PERSONAL PROP. TAX EXEMPTION; FILING S.B. 359 (S-1):
SUMMARY OF BILL
REPORTED FROM COMMITTEE
Senate Bill 359 (Substitute S-1 as reported)
Sponsor: Senator Dave Hildenbrand
CONTENT
The bill would amend the General Property Tax Act to provide that, for 2017 only, if an owner of qualified new or previously existing personal property (eligible manufacturing personal property) did not file with the city or township assessor a combined document to claim an exemption by February 21, 2017, the owner could file the combined document by May 31, 2017. The owner still would have to meet all deadlines required under the State Essential Services Assessment Act.
If the assessor determined that the property qualified for the exemption, the assessor immediately would have to amend the assessment roll to reflect the exemption. By June 9, 2017, the assessor would have to transmit to the Department of Treasury the combined document filed, or the information contained in it, and other parcel information the Department required.

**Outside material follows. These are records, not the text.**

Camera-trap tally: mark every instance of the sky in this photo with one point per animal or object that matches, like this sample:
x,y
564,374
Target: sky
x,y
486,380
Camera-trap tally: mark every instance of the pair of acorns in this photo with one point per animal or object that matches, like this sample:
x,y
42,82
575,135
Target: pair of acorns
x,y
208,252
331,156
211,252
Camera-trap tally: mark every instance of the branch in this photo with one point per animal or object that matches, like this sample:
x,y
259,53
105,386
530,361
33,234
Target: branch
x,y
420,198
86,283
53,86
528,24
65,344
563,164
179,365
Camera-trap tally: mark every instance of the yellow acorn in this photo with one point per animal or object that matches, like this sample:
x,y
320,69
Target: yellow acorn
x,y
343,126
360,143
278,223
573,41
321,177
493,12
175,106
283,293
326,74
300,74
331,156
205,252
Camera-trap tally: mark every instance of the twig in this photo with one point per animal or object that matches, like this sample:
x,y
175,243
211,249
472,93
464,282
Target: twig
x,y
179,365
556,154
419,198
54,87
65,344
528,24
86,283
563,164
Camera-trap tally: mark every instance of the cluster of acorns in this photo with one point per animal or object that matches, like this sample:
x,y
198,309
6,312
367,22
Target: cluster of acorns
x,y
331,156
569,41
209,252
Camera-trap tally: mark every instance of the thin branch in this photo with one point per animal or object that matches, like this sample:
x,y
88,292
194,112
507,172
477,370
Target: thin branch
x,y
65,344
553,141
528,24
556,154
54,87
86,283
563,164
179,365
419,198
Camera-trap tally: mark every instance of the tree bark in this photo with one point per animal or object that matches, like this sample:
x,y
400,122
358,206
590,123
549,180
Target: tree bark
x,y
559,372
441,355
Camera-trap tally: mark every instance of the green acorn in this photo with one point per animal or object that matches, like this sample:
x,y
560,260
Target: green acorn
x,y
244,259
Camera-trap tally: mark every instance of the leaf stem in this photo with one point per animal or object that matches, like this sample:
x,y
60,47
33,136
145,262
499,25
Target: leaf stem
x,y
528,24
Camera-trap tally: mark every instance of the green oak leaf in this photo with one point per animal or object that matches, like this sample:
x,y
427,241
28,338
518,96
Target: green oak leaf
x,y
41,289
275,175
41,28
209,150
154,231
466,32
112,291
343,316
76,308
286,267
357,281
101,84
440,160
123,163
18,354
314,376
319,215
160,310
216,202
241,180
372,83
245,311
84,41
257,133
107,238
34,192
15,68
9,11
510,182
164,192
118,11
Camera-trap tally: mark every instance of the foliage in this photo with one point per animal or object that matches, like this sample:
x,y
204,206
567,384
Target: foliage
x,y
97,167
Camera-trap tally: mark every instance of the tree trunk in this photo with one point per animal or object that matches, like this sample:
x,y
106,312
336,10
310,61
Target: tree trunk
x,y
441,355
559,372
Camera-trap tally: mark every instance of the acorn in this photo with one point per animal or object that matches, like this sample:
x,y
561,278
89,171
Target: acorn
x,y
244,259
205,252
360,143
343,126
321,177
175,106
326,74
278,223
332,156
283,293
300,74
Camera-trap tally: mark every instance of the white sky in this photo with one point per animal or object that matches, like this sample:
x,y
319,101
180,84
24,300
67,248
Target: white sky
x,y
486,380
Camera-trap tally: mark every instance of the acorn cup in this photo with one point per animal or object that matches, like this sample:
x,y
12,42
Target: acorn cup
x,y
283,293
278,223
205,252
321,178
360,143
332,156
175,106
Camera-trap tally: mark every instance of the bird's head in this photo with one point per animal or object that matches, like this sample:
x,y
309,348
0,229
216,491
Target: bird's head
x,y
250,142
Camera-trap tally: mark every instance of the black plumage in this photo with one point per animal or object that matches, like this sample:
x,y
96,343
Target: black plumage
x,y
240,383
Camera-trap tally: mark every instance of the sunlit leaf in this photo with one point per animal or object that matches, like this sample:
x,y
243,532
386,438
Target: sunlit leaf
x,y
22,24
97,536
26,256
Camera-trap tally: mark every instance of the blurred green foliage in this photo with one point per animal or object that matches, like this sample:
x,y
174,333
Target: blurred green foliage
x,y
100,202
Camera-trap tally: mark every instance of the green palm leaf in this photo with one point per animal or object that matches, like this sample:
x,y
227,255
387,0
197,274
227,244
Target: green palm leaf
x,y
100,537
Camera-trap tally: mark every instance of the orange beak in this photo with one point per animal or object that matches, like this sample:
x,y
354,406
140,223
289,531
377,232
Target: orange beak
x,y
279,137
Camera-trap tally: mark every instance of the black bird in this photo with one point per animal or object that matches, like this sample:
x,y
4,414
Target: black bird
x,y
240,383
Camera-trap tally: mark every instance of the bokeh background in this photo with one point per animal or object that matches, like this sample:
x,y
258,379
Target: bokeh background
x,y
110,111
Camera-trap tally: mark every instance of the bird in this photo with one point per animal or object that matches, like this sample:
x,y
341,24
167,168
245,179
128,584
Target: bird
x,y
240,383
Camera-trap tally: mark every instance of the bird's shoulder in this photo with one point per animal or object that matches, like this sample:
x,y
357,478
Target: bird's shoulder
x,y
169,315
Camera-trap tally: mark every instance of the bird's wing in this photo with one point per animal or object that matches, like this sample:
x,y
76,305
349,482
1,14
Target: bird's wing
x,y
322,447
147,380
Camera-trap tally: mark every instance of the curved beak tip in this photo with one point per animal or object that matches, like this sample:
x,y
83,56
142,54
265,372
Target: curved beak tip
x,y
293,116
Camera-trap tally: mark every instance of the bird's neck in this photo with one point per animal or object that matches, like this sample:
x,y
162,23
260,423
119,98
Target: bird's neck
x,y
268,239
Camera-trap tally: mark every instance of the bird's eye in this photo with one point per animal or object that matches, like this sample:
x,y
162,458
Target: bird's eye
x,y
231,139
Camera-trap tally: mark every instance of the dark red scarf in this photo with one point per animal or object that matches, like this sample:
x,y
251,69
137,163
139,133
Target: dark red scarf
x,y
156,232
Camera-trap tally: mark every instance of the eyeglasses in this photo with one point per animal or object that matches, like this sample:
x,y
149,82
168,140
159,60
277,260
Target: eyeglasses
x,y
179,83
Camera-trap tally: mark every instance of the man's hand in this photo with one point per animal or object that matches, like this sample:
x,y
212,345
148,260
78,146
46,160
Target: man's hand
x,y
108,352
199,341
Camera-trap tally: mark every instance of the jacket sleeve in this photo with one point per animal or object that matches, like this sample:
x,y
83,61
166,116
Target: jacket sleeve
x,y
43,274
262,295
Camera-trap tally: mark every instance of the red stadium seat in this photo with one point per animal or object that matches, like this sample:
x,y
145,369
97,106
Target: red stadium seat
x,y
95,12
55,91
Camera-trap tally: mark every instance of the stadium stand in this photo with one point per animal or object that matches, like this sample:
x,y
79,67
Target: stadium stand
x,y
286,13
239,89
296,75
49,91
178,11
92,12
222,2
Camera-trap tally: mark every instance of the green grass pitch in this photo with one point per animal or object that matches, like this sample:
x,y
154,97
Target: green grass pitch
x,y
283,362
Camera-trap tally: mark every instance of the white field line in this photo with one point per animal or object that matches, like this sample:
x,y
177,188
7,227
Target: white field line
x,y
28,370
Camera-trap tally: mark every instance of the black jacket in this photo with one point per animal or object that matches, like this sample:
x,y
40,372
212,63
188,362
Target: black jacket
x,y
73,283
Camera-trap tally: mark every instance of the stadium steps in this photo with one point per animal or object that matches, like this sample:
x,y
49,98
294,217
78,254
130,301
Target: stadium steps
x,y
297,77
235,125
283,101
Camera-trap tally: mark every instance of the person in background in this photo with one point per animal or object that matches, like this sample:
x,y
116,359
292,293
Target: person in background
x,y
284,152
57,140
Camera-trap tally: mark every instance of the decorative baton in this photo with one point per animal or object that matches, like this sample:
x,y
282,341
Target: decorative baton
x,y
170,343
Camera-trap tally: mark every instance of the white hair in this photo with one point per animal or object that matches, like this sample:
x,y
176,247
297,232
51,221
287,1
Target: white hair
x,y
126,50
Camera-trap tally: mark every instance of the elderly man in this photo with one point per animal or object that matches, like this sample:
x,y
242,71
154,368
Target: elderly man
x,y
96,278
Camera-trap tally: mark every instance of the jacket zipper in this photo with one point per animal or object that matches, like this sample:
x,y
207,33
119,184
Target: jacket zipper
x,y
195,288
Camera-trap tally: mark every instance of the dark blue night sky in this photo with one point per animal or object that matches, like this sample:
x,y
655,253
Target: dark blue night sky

The assessor could deny the claim for exemption if he or she believed that the property was not qualified new or previously existing personal property.
MCL 211.9m & 211.9n Legislative Analyst: Drew Krogulecki
FISCAL IMPACT
The bill would reduce State and local revenue and increase administrative costs for State and local government by an unknown amount. A similar extension enacted by Public Act 108 of 2016 resulted in an estimated 500 additional properties qualifying for personal property tax (PPT) exemptions. The number of properties that would qualify under the proposed extension for 2017 could be larger or smaller than in 2016. The bill would reduce State Education Tax (SET) revenue and local property tax revenue by an amount that would depend on the number and taxable value of the properties that qualified for a PPT exemption due to the extended deadline. Local revenue changes also would depend on local millage rates. The General Fund reimburses the School Aid Fund for reductions in SET revenue and the increased cost of the foundation allowance due to reduced property tax collections. The distribution of personal property tax reimbursement payments from the Local Community Stabilization Authority (LCSA) to eligible local units would change somewhat based on the distribution of exempt property among local units of government. The total amount of LCSA payments, however, would not change as the total of all PPT reform reimbursements each year is set in statute. State revenue from the Essential Services Assessment would increase by an unknown and likely minimal amount. The Department of Treasury and local officials who administer the property tax would have additional administrative costs under the bill, which likely would be absorbed within existing resources.
Date Completed: 5-10-17 Fiscal Analyst: Elizabeth Pratt
This analysis was prepared by nonpartisan Senate staff for use by the Senate in its deliberations and does not constitute an official statement of legislative intent.